Mental Health Awareness Week:  It’s ok to not be ok
Liz Phipps, HR Manager

It’s ok to not be ok. Those six words are so powerful, but they are so easy to say before we move onto our next sentence, or our next train of thought.

In Mental Health Awareness Week, perhaps the challenge for all of us is to actually stop, take a moment to say those words and then take a few more minutes to actually think about them and what they mean. It’s ok to not be ok. What even is ok in these times? Am I ok? Are you ok? Some days we possibly all can say a wholehearted yes, other days if we feel comfortable to tell the truth, we’d be saying no, do you know what, I’m not ok. And of course there’s the huge middle ground, where some days, especially with all the challenges which could consume us just now, we’re possibly just questioning our own sanity as we try and keep up.

We’re in, what is in many ways, a great position just now at Inspire of being busy. We’re certainly not complaining about this as we’re all passionate about supporting our clients. We’re mindful though that some days we can feel a bit more reactive than proactive and these aren’t always comfortable days which lend themselves to us feeling at our most resilient, feeling individually that we’re thriving and additionally feeling that we have enough head space and time to be there for each other. But, being empathetic and supportive forms part of our core beliefs at Inspire and underpins the way we always want to do business. We’re incredibly proud of how supportive our team is, time and time again being there for each other.

When explaining why nature is the theme of this year’s Mental Health Awareness Week, Mark Rowland, Chief Executive of the Mental Health Foundation writes that they have two clear aims to the week “Firstly, to inspire more people to connect with nature in new ways, noticing the impact that this connection can have for their mental health. Secondly, to convince decision makers at all levels that access to and quality of nature is a mental health and social justice issue as well as an environmental one”. He comments that “stories are the best way to influence change” and asks that we all share stories of how nature has supported our mental health.

On several occasions in team meetings over the last few months, we’ve said, that despite the differences to the personal challenges we face, how lucky we are to be located in Poole from an office perspective, and mostly living relatively near to the office. We’re thus fortunate enough to have had boundless opportunities to connect with nature on our doorstep, even when we had to stay local. For most of us, local still meant an amazing choice of sea or forest.
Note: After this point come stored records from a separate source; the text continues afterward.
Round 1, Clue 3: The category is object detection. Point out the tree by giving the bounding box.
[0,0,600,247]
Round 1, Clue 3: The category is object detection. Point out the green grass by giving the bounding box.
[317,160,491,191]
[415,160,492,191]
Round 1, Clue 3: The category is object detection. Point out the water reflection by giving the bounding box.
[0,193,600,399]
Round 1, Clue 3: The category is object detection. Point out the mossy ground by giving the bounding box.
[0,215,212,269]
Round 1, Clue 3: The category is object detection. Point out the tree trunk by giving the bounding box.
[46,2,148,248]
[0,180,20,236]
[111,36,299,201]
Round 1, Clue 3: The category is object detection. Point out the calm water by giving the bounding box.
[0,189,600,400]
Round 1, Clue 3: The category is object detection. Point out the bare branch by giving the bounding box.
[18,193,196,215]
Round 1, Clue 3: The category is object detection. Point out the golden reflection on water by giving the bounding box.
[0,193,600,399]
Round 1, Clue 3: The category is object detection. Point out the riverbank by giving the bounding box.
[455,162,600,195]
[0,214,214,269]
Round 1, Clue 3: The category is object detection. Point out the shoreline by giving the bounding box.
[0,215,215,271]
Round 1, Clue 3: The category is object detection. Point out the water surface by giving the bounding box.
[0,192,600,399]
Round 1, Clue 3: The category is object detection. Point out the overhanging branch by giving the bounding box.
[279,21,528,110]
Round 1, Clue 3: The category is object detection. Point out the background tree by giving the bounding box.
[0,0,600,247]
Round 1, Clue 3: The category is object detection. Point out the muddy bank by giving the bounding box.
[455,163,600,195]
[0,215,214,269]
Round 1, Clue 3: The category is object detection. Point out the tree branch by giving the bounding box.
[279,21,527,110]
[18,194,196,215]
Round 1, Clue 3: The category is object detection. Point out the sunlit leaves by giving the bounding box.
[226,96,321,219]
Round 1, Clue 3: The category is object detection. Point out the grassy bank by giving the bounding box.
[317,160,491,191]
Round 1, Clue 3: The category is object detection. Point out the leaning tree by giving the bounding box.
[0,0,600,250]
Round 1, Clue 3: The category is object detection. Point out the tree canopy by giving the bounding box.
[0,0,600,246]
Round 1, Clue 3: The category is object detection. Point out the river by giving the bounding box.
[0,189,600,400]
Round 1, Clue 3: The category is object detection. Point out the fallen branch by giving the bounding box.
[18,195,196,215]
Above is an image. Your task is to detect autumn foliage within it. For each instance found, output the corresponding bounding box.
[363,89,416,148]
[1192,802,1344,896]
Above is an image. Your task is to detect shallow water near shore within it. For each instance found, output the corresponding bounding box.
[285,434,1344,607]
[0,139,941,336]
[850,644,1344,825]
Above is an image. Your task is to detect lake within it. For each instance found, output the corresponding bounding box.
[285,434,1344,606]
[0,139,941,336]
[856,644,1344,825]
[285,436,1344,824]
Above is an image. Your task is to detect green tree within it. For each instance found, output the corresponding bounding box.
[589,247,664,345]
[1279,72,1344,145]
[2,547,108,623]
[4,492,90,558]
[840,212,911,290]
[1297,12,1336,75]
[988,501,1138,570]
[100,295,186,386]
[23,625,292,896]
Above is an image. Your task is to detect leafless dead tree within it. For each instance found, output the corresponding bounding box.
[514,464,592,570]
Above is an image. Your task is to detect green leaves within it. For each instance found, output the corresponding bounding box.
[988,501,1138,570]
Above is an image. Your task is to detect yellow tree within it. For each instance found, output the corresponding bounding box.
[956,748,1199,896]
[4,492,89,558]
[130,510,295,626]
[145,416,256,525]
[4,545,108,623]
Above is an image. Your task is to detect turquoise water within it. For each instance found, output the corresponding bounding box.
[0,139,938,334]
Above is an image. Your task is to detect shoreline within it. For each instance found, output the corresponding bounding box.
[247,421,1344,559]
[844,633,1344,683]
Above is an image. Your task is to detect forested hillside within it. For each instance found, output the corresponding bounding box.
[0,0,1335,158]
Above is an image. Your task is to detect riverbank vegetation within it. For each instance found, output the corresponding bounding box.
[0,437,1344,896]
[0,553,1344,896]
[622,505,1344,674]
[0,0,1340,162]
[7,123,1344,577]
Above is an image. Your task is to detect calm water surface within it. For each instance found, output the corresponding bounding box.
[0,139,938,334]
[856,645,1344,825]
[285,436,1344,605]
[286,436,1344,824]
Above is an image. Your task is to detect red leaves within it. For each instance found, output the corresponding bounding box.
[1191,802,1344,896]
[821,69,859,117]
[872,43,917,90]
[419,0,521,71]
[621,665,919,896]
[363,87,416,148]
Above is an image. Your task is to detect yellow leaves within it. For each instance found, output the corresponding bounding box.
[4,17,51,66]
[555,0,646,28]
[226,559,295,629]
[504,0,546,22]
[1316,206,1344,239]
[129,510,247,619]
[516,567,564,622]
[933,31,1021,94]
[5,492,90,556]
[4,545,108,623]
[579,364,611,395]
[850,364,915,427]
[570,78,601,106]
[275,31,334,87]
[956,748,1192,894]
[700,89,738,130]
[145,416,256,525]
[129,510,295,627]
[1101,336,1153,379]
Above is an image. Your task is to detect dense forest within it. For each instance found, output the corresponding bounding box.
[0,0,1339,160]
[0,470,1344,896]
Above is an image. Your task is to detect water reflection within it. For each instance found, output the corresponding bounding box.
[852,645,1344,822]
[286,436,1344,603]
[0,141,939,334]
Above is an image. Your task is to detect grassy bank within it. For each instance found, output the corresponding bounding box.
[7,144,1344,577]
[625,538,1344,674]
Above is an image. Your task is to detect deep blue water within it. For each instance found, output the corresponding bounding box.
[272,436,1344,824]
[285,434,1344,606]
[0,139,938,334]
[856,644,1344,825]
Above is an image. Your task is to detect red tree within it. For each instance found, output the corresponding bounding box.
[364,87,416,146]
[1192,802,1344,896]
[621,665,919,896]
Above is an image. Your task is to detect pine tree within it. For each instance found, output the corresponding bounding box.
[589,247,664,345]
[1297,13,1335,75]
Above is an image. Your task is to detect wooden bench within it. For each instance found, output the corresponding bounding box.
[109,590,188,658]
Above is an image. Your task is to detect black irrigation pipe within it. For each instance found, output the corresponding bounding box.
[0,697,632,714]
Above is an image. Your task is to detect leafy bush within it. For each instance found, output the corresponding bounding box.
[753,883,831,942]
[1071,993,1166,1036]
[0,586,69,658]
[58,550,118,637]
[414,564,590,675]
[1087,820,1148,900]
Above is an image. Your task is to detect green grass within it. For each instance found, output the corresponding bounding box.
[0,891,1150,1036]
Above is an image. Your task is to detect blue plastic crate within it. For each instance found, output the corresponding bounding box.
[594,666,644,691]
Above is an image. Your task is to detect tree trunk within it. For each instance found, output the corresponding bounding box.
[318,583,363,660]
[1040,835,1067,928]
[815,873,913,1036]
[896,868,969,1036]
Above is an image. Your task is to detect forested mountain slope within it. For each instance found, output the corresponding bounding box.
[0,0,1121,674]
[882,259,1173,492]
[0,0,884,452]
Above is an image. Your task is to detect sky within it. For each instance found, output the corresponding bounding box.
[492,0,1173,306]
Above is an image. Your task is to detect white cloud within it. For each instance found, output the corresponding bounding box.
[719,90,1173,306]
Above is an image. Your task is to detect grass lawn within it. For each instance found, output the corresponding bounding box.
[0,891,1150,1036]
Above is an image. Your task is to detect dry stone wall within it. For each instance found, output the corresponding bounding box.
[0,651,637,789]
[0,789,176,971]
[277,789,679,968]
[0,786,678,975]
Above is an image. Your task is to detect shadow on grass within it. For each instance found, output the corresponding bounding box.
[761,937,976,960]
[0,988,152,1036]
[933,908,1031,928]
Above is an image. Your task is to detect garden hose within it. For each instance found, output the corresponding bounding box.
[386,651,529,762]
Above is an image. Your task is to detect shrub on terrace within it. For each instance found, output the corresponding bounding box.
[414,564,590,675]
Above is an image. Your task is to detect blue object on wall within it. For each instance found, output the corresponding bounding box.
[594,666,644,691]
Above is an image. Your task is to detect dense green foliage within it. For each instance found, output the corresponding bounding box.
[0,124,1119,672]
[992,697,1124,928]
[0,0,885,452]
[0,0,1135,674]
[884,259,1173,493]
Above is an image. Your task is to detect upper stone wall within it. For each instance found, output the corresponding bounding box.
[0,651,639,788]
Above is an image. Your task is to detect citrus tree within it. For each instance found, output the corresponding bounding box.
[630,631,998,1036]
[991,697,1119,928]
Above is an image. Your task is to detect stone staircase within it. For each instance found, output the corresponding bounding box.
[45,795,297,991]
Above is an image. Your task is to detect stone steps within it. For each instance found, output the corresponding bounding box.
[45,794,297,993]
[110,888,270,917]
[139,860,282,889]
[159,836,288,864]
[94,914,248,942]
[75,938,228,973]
We’ve shared a number of stories internally about how getting out in nature has boosted our individual mood and wellbeing.

In the last lockdown, we all received the equivalent of a monetary gift from the Directors, to spend on something we individually thought would aid our wellbeing. With our purchases, so many of us in the team made the direct causal link between our mental health and experiencing nature, buying something to use outside – be it running shoes, a Fitbit, a new garden green house, a subscription to a local walking group, plants for the garden.

At Inspire, we’re here to support you and your business, we’re also passionate about trying to talk more about mental health, a theme running strongly across the business – our Founder, Warren, is part of Dorset Chamber’s GU6 initiative and is a trained Mental Health Champion, along with others in our team.

It’s ok to not be ok and it’s always good to have a catch up.  We wholeheartedly support the aims of this year’s Mental Health Awareness Week and we’d love to hear how connecting with nature is supporting your own mental health.

We would just like a little bit of warmer weather!